Xanadu

Photonic Founded 2016 Toronto, ON, Canada

Overview

Photonic quantum computing using squeezed light states. Room-temperature operation with focus on continuous-variable quantum computing and Gaussian boson sampling.

Current System: 216 qubits
Funding: SPAC merger with Crane Harbour at ~$3.6B enterprise value — first pure-play photonic quantum IPO.

Key Milestones

  • 2016: Xanadu founded by Christian Weedbrook
  • 2020: PennyLane quantum ML framework released (open source)
  • 2021: Borealis processor achieves quantum computational advantage
  • 2023: 216-mode X8 processor demonstrated
  • 2024: Announced path to public listing

Technology: Photonic Quantum Computing

Xanadu uses photons as qubits, manipulated via optical components (beam splitters, phase shifters, squeezers). Key advantages over superconducting/ion trap systems:

  • Room temperature operation (no cryogenics)
  • Network-native (photons travel through fiber)
  • Low error rates for certain operations (linear optics)

Challenge: Photonic gates require measurement and feedforward, making universal quantum computing difficult.
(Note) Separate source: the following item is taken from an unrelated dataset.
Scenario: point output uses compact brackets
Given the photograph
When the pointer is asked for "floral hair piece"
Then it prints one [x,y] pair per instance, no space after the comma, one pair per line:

Xanadu’s solution: continuous-variable (CV) quantum computing and Gaussian boson sampling (GBS).

Borealis & X8 Processors

Borealis (2021): 216-mode photonic processor that demonstrated quantum computational advantage via Gaussian boson sampling. Sampled from distributions classical supercomputers cannot efficiently compute.

X8 (2023): Next-generation photonic architecture with improved squeezing, lower loss, and programmable interferometers.

Roadmap: Fault-tolerant photonic quantum computing via measurement-based quantum computation (MBQC) using cluster states.

PennyLane Ecosystem

Xanadu’s open-source quantum machine learning framework. Integrates with PyTorch, TensorFlow, JAX for hybrid quantum-classical ML.

Adoption: Used by researchers at Google, IBM, universities. Positions Xanadu as software-first company, not just hardware vendor.

Path to Public Listing

Xanadu announced plans for public listing in 2024, positioning as first photonic quantum company to go public. Revenue model: cloud access, enterprise licenses, government contracts.

Competitive Position

vs. Superconducting (IBM, Google):
Room temperature, network-native, but limited gate set. Photonic systems excel at specific tasks (sampling, quantum communication) but lag in universal computation.

vs. PsiQuantum:
Both photonic, but different approaches. Xanadu: near-term systems available now. PsiQuantum: fault-tolerant system, not available until late 2020s.

Applications

  • Gaussian boson sampling (computational advantage demonstrations)
  • Quantum chemistry (vibronic spectra, molecular simulation)
  • Quantum machine learning (variational circuits, kernel methods)
  • Quantum networking (photons naturally suited for fiber links)

Target industries: Pharmaceuticals (molecular simulation), finance (optimization), aerospace (engineering simulations).